Ils arrivèrent bientôt dans le salon où Marie se trouvait entourée de sa petite cour, et ayant à ses côtés le shériff du Cumberland, gentilhomme de la maison de Lowther, richement habillé et accompagné de soldats. La figure de la reine offrait un singulier mélange de joie et de répugnance pour son départ. Son langage et ses gestes parlaient d’espérance et de consolation à ses suivants ; et elle semblait chercher à se persuader que la démarche qu’elle allait faire était pour sa sûreté, que la promesse qu’elle avait reçue d’un accueil favorable était une garantie plus que satisfaisante ; mais ses lèvres tremblantes et ses yeux incertains trahissaient à la fois la peine qu’elle éprouvait de quitter l’Écosse, et ses craintes de se confier à la foi douteuse de l’Angleterre.

« Soyez le bienvenu, seigneur abbé, dit-elle, et vous Roland d’Avenel, nous avons de bonnes nouvelles à vous donner : l’officier de notre aimable sœur nous offre, en son nom, un sûr asile contre les rebelles qui nous ont chassée de notre royaume. Seulement je suis affligée qu’il faille nous séparer pendant un peu de temps.

— Nous séparer, madame ! s’écria l’abbé ; est-ce donc vous accueillir convenablement en Angleterre que de commencer par diminuer votre suite et vous contraindre de renvoyer vos fidèles conseillers ?
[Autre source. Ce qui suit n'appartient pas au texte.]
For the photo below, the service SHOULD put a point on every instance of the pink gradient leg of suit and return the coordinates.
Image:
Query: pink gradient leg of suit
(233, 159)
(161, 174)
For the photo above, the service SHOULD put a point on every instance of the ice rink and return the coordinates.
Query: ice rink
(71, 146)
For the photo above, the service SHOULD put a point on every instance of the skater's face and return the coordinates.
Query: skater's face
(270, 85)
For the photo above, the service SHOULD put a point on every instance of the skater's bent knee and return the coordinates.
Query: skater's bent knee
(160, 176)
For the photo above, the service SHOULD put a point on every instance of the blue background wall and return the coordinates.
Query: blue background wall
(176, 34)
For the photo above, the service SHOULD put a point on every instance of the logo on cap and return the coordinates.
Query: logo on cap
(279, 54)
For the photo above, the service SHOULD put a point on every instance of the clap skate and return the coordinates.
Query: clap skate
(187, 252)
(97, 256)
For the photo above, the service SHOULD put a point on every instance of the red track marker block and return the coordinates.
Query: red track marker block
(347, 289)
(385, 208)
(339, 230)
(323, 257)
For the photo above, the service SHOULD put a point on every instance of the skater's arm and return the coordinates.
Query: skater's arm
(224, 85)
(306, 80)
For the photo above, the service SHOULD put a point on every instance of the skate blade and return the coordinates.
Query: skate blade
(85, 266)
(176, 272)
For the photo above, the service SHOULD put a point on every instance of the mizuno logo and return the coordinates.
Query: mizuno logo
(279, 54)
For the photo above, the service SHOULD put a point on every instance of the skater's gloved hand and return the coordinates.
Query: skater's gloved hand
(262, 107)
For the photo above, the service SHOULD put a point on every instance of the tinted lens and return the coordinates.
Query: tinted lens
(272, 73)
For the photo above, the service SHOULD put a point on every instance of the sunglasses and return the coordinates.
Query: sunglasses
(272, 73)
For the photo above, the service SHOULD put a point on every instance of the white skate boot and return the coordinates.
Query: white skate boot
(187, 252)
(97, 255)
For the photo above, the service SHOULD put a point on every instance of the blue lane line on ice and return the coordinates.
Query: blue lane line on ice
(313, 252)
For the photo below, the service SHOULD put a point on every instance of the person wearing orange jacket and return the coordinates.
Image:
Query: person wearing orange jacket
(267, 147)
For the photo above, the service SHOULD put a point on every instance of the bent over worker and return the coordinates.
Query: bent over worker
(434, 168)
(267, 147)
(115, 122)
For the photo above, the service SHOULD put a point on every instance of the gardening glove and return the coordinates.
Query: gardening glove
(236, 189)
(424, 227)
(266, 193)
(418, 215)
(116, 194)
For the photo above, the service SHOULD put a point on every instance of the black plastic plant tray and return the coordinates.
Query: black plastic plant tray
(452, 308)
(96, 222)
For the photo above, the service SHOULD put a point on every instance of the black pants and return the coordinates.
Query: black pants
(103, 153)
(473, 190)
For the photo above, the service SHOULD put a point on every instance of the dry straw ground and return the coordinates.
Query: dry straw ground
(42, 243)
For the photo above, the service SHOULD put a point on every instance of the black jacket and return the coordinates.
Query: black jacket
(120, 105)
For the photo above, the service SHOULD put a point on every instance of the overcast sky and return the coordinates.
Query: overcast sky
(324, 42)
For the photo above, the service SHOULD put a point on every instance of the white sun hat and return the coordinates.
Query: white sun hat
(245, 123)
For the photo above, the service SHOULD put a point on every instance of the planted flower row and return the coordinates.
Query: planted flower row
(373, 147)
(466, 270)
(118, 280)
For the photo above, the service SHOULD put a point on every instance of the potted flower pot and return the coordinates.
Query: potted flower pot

— Ne pensez pas ainsi, bon père, répliqua Marie. Le gouverneur et le shériff, serviteurs fidèles de ma royale sœur, jugent nécessaire d’obéir à ses ordres, même à la lettre, dans la circonstance présente, et ne peuvent recevoir que moi et mes femmes. On dépêchera bientôt un exprès de Londres afin de m’assigner un lieu pour ma résidence, et j’enverrai promptement vous dire dans quel endroit ma petite cour sera formée.

— Votre cour formée en Angleterre ! et tandis qu’Élisabeth vit et occupe le trône ? dit l’abbé ; ce sera quand nous verrons deux soleils dans le ciel.

— Ne croyez pas cela, reprit la reine ; nous sommes persuadée de la foi de notre sœur. Élisabeth aime sa renommée, et tout ce qu’elle en a gagnée par son pouvoir et par sa sagesse n’égalera pas ce qu’elle en acquerra en étendant son hospitalité sur une sœur infortunée ! non, tout ce qu’elle pourrait faire par la suite de bon, de grand et de sage, n’empêcherait pas le reproche qu’on lui ferait d’avoir abusé de notre confiance. Adieu, mon page ; maintenant, mon chevalier, adieu pour peu de temps ! Je sécherai les larmes de Catherine, ou je pleurerai avec elle jusqu’à ce que nous ne puissions plus pleurer. » Elle tendit sa main à Roland, qui, se précipitant à ses genoux, la baisa avec la plus vive émotion. Il était prêt à rendre le même hommage à Catherine, quand la reine affectant un air de vivacité, dit : « sur ses lèvres, maladroit ! Allons, Catherine, tu peux le permettre ; les gentilshommes anglais doivent voir, que, même dans notre froid climat, la beauté sait comment elle peut récompenser la bravoure et la fidélité !

— Nous n’avons pas attendu jusqu’à présent pour apprécier la valeur des habitants d’Écosse et le pouvoir des beautés qu’elle renferme, dit le shérifï de Cumberland avec courtoisie. Je voudrais qu’il fût en mon pouvoir d’accueillir en Angleterre les personnes disposées à suivre celle qui est elle-même reine des beautés écossaises, et de leur prodiguer tous les égards qu’elles méritent ; mais notre reine a donné des ordres positifs pour le cas qui se présente maintenant, et ces ordres doivent être scrupuleusement exécutés par son sujet. Puis-je rappeler à Votre Majesté que la marée est favorable ? »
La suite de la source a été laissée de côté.